We are burning the economic commons—not because it makes sense, but because our political leaders conflate economic policy with personal grudges. Chaotic markets thrive; trust evaporates.
Informational Commons
We no longer share a common reality—only overlapping simulations.
A simple test for whether a space has healthy informational commons: can you describe reality without immediately sparking an argument? Can we agree on shared language, basic facts, or even word meanings? The answer is increasingly: no. I wrote about this back in 2022.
The informational commons—language, reality, and basic consensus—is collapsing because we’ve monetized division.
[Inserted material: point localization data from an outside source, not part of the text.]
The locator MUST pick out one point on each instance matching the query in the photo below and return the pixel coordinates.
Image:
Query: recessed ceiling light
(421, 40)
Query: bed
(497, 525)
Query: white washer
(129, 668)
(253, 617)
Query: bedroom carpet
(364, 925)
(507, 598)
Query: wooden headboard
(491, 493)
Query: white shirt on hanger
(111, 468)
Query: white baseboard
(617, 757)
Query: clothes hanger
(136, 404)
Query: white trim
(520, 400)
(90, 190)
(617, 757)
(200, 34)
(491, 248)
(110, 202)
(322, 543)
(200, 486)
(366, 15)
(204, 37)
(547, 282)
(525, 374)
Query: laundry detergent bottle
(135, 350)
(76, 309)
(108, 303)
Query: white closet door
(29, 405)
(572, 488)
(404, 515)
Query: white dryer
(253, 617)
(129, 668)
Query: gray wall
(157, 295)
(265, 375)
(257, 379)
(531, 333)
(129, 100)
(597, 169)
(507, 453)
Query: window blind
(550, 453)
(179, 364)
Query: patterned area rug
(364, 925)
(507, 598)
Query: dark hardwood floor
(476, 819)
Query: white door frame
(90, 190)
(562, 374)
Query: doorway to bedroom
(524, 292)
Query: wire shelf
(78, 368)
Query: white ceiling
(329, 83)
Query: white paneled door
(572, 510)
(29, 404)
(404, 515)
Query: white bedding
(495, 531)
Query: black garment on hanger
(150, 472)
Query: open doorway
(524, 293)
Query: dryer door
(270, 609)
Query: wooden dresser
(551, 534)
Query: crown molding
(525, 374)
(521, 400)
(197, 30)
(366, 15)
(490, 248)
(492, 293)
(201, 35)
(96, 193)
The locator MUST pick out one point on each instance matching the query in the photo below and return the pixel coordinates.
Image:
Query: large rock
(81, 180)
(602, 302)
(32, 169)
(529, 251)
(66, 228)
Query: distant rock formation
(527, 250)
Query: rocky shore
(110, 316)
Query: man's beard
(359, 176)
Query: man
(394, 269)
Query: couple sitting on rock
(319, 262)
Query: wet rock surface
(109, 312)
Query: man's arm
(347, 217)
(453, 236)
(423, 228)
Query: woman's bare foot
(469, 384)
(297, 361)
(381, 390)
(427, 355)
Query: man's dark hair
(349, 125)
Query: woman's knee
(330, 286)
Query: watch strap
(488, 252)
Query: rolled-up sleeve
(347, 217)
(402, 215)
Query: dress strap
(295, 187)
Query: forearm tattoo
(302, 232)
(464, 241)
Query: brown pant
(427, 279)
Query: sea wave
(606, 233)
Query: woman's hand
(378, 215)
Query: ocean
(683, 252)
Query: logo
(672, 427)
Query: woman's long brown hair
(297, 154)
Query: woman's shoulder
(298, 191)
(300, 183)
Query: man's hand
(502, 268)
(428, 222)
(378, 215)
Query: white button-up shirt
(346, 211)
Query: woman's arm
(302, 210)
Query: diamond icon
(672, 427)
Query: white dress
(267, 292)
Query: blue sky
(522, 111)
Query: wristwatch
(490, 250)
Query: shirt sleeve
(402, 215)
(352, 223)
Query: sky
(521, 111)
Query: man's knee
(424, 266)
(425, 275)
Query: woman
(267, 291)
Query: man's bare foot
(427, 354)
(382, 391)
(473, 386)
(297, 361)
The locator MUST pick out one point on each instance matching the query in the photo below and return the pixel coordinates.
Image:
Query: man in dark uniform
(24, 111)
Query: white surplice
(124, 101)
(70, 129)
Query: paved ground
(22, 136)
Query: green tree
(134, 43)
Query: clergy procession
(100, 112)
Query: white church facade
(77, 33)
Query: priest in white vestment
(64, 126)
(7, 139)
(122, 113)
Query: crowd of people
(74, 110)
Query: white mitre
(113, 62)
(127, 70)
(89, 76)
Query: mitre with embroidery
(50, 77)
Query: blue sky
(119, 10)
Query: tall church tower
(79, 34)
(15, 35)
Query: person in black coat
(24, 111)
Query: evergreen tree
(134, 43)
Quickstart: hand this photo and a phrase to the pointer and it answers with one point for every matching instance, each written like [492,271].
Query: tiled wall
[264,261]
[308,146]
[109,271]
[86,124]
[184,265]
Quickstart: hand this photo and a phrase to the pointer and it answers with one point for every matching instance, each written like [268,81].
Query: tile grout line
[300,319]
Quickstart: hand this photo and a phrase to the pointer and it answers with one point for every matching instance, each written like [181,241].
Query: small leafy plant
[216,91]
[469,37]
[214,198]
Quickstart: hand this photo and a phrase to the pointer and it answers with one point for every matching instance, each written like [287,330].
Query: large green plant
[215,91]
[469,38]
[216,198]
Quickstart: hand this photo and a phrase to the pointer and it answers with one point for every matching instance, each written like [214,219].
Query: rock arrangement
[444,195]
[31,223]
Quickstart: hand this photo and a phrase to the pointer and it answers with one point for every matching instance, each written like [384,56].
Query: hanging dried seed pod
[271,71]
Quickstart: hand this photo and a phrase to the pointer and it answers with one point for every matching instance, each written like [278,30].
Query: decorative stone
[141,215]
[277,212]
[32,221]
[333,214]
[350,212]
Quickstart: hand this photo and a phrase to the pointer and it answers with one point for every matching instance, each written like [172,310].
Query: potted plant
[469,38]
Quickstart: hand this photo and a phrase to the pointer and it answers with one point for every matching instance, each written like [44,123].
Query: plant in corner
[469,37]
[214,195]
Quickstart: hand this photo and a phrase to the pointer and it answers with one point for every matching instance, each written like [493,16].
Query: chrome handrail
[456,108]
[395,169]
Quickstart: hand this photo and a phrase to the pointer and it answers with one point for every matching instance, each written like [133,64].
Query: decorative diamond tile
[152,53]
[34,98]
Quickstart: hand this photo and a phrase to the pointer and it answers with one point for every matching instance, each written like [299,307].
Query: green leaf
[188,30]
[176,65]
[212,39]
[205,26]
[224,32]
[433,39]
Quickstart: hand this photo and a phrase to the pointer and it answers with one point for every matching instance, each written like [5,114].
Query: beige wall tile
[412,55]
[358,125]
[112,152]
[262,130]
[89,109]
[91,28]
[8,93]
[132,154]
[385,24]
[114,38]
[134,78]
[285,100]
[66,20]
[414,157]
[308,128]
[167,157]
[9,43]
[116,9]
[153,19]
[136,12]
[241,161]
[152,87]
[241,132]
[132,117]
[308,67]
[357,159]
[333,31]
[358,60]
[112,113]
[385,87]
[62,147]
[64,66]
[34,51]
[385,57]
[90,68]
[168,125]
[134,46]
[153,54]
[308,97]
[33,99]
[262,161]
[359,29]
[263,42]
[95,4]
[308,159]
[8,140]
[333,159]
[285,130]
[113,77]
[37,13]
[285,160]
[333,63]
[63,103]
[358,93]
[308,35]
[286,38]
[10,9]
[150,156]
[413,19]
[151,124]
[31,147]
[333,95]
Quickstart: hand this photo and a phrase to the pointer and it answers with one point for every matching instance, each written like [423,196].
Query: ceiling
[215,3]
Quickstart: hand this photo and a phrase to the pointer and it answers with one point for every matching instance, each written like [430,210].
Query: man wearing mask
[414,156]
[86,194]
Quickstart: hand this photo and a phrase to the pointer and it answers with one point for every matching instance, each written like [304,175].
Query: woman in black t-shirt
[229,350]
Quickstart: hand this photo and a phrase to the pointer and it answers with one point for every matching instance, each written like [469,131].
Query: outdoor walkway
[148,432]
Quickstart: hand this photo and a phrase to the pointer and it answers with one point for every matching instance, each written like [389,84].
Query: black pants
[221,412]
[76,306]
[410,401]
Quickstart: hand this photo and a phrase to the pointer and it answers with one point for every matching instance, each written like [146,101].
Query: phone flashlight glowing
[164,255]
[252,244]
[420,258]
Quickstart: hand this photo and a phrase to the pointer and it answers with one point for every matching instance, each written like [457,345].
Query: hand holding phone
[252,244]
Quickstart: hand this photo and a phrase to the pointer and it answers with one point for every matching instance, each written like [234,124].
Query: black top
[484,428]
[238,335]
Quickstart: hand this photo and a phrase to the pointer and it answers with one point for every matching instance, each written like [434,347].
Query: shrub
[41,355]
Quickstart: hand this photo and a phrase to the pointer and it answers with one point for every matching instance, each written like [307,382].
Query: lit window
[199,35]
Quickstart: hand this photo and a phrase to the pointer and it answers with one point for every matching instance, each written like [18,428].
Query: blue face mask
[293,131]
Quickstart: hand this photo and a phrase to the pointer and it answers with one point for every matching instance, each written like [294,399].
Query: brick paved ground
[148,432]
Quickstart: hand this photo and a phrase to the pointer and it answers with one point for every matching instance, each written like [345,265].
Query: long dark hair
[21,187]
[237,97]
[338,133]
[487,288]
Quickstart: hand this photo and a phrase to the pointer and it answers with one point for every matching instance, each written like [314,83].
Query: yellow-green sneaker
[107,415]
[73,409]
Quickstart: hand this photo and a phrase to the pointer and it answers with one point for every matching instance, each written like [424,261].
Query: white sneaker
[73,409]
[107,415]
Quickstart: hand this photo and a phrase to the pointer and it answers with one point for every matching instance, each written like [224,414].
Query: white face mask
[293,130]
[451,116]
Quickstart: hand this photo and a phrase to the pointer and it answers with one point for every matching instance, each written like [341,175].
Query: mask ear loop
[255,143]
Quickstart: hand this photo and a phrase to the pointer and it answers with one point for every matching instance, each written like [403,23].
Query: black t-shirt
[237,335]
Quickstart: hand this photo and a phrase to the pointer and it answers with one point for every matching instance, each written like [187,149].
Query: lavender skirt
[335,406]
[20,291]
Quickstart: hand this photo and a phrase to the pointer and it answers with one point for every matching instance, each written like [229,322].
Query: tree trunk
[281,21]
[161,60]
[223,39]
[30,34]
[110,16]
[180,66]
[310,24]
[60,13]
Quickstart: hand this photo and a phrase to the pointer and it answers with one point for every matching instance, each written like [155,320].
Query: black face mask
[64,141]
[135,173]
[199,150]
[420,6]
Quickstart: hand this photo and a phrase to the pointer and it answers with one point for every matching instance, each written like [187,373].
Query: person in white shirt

Social media platforms aren’t built for clarity or understanding—they’re optimized for engagement, outrage, and polarization. Algorithms don’t reward nuance; they reward certainty, controversy, and emotional triggers.
What replaces shared reality? Loyalty-based reality, tribal reality, personalized reality! We no longer debate ideas or solutions—we argue over whose facts matter, whose feelings count, whose truth wins. Truth itself becomes a loyalty test, not a common ground. Without shared informational commons, cooperation becomes impossible. We don’t solve problems—we argue over who defines them! Language is weaponized; reality is fragmented.
Conclusion
So what now? Bitcoin is rising again. Since “Liberation Day,” it has decoupled from the Nasdaq, up 10% while the S&P 500 fell 6%. Its surge isn’t optimism—it’s a direct vote on collapsing trust (and it’s already diversified away from the U.S.). Rising gold, silver, defense stocks, and crypto reflect the turbulence across social, cognitive, economic, and informational domains.
These commons are being slowly eroded, monetized, and exploited. Social trust has become transactional loneliness. Curiosity has been replaced by compliance and cognitive outsourcing. Stable economic governance has given way to chaotic performance. Shared reality has splintered into competing tribes and personalized truths.
In other words, we’ve institutionalized incelism—not just romantic isolation, but socially embedded, profit-driven disconnection. The market implications are clear: as trust erodes, volatility rises, and traditional safe-haven assets regain dominance. Investors either gain insider access to government secrets or diversify into precious metals, infrastructure, dividend-paying companies, and global portfolios to hedge against domestic policy unpredictability.
The social infrastructure hasn’t vanished forever. Unlike depleted fisheries or farmland, these intangible resources can be regenerated—by choosing connection over transactions, critical thinking over compliance, substance over performance, and shared reality over isolated tribes.